My name is Aryeh and my wife and I live in Richmond, British Columbia, Canada. We are grateful to have a kosher mikvah in town for my wife to use.
About two years ago, Mrs. Chana Gordon, one of the Chabad shluchot in Richmond, initiated a campaign to freshen up the mikvah and make it more inviting for women to use. She bought new towels, bathrobes, and supplies, and started cleaning the mikvah regularly.
I am a professional tile setter by trade, and am also very handy. Since my wife uses the mikvah, one of the mikvah attendants, Shirah Malka Zydenberg (may Hashem send her a speedy recovery), recommended that Chana contact me to see if I could help replace the broken tiles in the mikvah. I gladly agreed and did so free of charge.
I soon learned that the pathway and area through which the rainwater enters the mikvah required fixing and was in need of a good cleaning and I agreed to take care of it. What followed was a most special journey, which included learning numerous halachot (laws) pertaining to the specific way in which a mikvah is to be repaired and cleaned while still maintaining its kosher status. This job was quite unlike any I had done before, and I enjoyed the experience.

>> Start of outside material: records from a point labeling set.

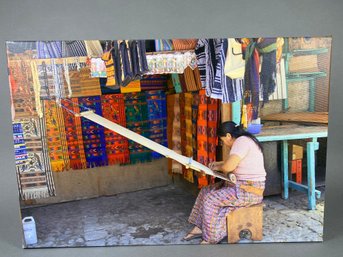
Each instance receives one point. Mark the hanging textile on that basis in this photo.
(137, 120)
(93, 133)
(267, 48)
(110, 69)
(163, 45)
(98, 68)
(234, 64)
(184, 44)
(73, 48)
(73, 131)
(35, 179)
(154, 82)
(251, 75)
(93, 48)
(176, 136)
(176, 83)
(132, 87)
(82, 84)
(49, 49)
(170, 120)
(188, 173)
(157, 108)
(19, 144)
(21, 86)
(56, 136)
(117, 146)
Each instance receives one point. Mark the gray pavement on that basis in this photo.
(159, 216)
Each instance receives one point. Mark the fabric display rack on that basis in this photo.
(169, 91)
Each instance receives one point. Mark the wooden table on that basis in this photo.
(293, 132)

When the job was finished, Rabbi Levi Varnai, the rabbi in charge of the mikvah, asked me how much money he owed for the job. He must have been surprised when I shared with him that all I wanted was his blessing that we be granted another child (our second and youngest child was six-and-a-half years old at the time).
Rabbi Varnai told me that a mikvah is a cornerstone of Jewish continuity, and that my work in repairing and cleaning the mikvah stood me in good stead for a blessing.
I then went into the mikvah building and spoke to Hashem from the depths of my heart, asking to be blessed with a child.
Nine months later, we were blessed with a daughter.
Our “mikvah baby” is now 18 months old, thank G-d. I continue to service the mikvah free of charge—it’s my way of thanking Hashem for His kindness.
I have made it my mission to tell people that if they’d like to open up a channel for Hashem’s blessings, they need to make mikvah part of their lives. Be it through observing Taharat Hamishpachah (the laws of family purity), supporting a mikvah financially, or in any other way, the mitzvah of mikvah will bring blessings to you and your family, regardless of your current station in life.